In the wake of this shooting, how many parents have breached the forbidden threshold to their teenagers’ rooms, searching the drawers, the closets, opening the diaries, checking the computer “bookmarks” and “favorites.” Suspicion is the order of the post-Littleton day and distrust has been revalidated as the responsible act.

But is there anyone who doesn’t know the line that we walk as parents of teenagers? How can you screw up raising a teenager? Let me count the ways. By being too authoritarian, too lax, too intrusive, too removed, by treating them like children, by assuming they’re adults, by trusting them, by mistrusting them.

Advertisement

Getting into a teenager’s mind is like spelunking down a cave without a miner’s light. It’s a wonder more of us don’t get lost.

The Klebolds and the Harrises were not Fagin-like adults who set up their sons in the business of murder. We hold them responsible rather for what they did not know and did not do. For the diary, the Web sites, the trench coats, the arsenal. Where were the parents?
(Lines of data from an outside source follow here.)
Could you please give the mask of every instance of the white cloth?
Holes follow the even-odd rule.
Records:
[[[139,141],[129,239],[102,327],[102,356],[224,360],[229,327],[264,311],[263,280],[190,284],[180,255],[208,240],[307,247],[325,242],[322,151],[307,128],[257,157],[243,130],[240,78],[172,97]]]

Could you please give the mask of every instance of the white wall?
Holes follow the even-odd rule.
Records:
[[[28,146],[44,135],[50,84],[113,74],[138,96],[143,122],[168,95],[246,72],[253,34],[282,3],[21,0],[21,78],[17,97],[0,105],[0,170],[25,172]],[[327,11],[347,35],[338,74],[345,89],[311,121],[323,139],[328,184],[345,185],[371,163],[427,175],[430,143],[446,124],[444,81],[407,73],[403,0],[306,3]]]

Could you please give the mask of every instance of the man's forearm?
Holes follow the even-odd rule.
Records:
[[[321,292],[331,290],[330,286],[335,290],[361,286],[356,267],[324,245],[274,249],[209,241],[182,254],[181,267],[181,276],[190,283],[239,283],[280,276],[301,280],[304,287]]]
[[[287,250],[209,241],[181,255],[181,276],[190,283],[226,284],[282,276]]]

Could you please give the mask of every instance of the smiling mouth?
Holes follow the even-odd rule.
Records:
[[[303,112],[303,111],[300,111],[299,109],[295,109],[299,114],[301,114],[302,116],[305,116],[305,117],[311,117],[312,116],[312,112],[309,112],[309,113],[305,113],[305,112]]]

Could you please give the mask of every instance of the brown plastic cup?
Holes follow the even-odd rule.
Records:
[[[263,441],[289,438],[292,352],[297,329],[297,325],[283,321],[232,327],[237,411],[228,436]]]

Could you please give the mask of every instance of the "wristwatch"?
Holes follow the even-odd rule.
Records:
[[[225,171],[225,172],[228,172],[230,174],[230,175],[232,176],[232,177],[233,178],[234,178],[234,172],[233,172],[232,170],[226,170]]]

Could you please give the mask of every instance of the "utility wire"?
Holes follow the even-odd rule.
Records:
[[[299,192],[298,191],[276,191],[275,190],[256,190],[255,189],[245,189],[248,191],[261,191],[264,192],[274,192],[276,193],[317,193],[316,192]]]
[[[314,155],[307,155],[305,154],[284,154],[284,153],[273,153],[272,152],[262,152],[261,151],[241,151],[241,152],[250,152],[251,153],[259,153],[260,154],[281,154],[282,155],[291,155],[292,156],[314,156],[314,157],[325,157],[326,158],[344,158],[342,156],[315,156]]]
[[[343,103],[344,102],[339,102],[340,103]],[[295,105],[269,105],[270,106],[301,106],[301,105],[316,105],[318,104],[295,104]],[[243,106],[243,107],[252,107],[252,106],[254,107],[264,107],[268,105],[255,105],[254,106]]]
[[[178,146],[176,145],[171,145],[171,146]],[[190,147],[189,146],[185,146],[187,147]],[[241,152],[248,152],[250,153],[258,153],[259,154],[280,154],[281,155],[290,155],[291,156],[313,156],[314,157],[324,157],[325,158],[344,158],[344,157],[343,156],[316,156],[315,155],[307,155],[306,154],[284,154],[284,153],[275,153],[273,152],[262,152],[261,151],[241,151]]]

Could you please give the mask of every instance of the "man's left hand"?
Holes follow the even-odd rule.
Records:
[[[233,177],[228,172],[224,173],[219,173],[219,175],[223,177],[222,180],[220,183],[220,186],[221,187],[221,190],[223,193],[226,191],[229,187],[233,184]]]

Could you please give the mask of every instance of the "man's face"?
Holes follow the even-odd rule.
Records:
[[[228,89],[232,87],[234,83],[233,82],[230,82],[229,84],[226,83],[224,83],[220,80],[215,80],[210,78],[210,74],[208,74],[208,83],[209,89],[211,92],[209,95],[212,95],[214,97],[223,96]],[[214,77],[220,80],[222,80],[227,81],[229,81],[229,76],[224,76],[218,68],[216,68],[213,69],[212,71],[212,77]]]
But as the days go on we get another view that seems more complicated than criminal. A judge remembers that when the boys were in trouble the two dads came to court, set up curfews, took control. A Little League coach describes the Harrises this way, “Eric’s parents are what we could call dream parents.” A pastor portrays the Klebolds as “hard-working, very intelligent.”

As for warning signs, put these beside the trench coat. In the last weeks of their life, Eric was trying to enlist in the Marines and Dylan had gone with his father to place a deposit on a college room. As Thomas Klebold told his pastor, “I thought I was ready to let him go--he was a finished product.”

I remember my own fury at other parents who put my daughter at risk by their laxity. I also remember what my parents knew of my inner life at 17--absolutely nothing.

Parental responsibility, neighbor responsibility, school responsibility, peer responsibility? Do we criminalize parents as if they were the sole owners of an 18-year-old?

Advertisement

Before we prosecute parents for the sins of their children, I have a question. Tell me what punishment the law can administer that’s greater than a life sentence of pain for families who will forever ask themselves, “Why?”